Central African Republic: “I’m a Civilian, Not a Fighter. Why Did They Attack Me?”

June 16, 2017

Thomas sits in a hospital ward in the Central African Republic (CAR) town of Bria. All his fingers on both hands have been amputated, his left arm is broken, and an external fixator supports one of his legs where machete blows cut through his thigh almost to the bone.

"It was 8:00 in the morning on Tuesday, May 16," he recalls. "I was home with my family, and friends [were] staying with us. [Armed men] forced their way in with machetes and clubs. They pushed the women out and beat us up. They said we were anti-balaka [a primarily Christian militia group], but I’ve been a safari guide for almost 40 years." Thomas, who is in his sixties, is just one of the victims of the fighting that shook Bria last month from May 15 to 18. What happened in this town—called “sparkling Bria” because of the region’s numerous diamond mines—is no anomaly in CAR, where fighting between various opposing armed groups is increasingly accompanied by attacks against civilians.

A Complex Web of Alliances

Bria, which has a population of around 47,000 people, is currently controlled by different armed groups divided in part along religious lines. For example, the town’s mainly Muslim neighborhood is home to fighters from the Muslim Popular Front for the Renaissance in the Central African Republic (FPRC) and Union for Peace in the Central African Republic (UPC). (The UPC are sometimes called “Arabs” in order to distinguish them from another Muslim faction known as UPC Peuhl.) In Christian neighborhoods, so-called "self-defense" forces have been set up in opposition to the Muslim groups.

In May, this complex web of alliances and misalliances exploded when Christian neighborhoods were targeted in part of a continuing cycle of violence. Before that, Muslim Peuhl communities were attacked in November 2016 and March 2017. Since then, more than 2,800 Peuhl people have sought refuge in Bria’s Muslim Gobolo enclave, which is currently under the protection of United Nations peacekeeping forces.

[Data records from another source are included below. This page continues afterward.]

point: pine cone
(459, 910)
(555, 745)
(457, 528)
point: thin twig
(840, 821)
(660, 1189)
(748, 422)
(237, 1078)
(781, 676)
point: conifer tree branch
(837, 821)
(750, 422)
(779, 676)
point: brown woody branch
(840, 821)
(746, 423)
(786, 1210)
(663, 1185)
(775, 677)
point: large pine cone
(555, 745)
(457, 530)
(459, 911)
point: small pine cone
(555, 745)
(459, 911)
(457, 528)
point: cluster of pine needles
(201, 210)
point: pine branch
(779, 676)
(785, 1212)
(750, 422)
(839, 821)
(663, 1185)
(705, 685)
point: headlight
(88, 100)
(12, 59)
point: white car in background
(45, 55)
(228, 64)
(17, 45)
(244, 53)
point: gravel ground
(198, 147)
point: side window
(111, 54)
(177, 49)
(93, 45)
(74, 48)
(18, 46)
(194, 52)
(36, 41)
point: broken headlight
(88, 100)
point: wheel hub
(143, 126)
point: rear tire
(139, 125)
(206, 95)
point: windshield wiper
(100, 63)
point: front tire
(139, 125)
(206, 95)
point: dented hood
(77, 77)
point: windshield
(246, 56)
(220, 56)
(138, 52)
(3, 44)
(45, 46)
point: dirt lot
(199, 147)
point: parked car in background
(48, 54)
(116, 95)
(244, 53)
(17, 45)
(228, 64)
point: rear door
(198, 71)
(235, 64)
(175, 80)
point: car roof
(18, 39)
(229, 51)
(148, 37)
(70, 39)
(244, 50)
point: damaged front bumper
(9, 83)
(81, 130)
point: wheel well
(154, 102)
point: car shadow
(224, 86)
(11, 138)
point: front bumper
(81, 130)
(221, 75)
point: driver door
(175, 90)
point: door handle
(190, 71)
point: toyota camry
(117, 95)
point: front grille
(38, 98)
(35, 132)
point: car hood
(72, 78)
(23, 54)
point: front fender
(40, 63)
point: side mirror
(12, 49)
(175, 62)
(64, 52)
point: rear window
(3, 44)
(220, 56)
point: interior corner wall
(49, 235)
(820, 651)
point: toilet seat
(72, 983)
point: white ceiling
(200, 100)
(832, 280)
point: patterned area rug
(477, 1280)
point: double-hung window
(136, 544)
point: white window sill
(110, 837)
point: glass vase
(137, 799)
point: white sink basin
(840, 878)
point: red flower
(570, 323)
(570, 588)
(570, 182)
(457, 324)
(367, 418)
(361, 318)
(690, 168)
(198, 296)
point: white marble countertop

These attacks are part of a worrying trend in CAR: it appears that there is no longer much distinction between civilians and combatants. Local people, only too aware of this reality, now flee their homes at the first opportunity. In Bria, whole neighborhoods have been emptied of their inhabitants. Deserted houses bear traces of the fighting: bullet holes, walls blackened by fire, roofs destroyed.

"I’ve nowhere to go home to," continues Thomas. "Everything’s been destroyed or looted. All the gifts my European customers gave me to thank me for my services as their guide have been stolen. I’ve lost everything. My family and I have found refuge for now in the hospital, but if we have to leave, we’ll go into the forest. We’re not going back to our neighborhood." Like Thomas and his family, around 6,000 people prefer to sleep overnight in the hospital compound, where hospital staff live among the displaced and their market stalls.

Mass Displacement

Around 41,000 people—over 85 percent of Bria’s population—have fled their homes due to fighting. Most have sought refuge in the nearby PK3 displacement site. This camp was set up to accommodate 3,000 people after conflict broke out in November 2016. It now hosts 25,000, and the population grows daily. The most fortunate are those who arrived eight months ago and were able to set up in the middle of the camp. Those on the outskirts must make do with makeshift shelters built from poles and bits of plastic sheeting salvaged from looted homes. The small forest surrounding the site disappeared in just a few days as later arrivals chopped it down for building material.

The rainy season has now arrived. When the weather is good children run throughout the camp, but when it rains the families huddle together, ankle-deep in mud. With dark irony, the camp’s residents have nicknamed PK3 “Ledger” after the biggest hotel in Bangui, CAR’s capital city.

Responding to Needs

In response to the escalating needs, Doctors Without Borders/Médecins Sans Frontières (MSF) has increased the number of its mobile clinics in PK3, which were originally launched in November 2016 for children under 15 years old. In the past two weeks, these teams have carried out more than 600 consultations, primarily for malaria. MSF also provides water, as the shortage of latrines and safe drinking water in the camp could prove catastrophic in the event of an epidemic.

In addition to PK3, MSF sends mobile clinics to Kolaga, 10 kilometers [about six miles] south of Bria, where people recently displaced from the town’s southern neighborhoods are now arriving. Mobile clinics also visit more remote areas where abuses are being committed and too often go unnoticed. Additionally, MSF continues to provide medical consultations in Gobolo, a Muslim enclave in Bria, where Peuhl communities have sought refuge from fighting since November 2016. Acute pediatric cases are referred to Bria Hospital, where MSF treated 44 wounded patients between May 15 and 18.

Generally speaking, however, the humanitarian response in Bria has been slow, and many displaced people have yet to receive basic necessities like plastic sheeting and soap. Meanwhile, there is a growing number of attacks against civilians in Bria and across eastern CAR. The country’s various communities are now increasingly vulnerable to a cycle of violence perpetuated by repeated attacks and reprisals.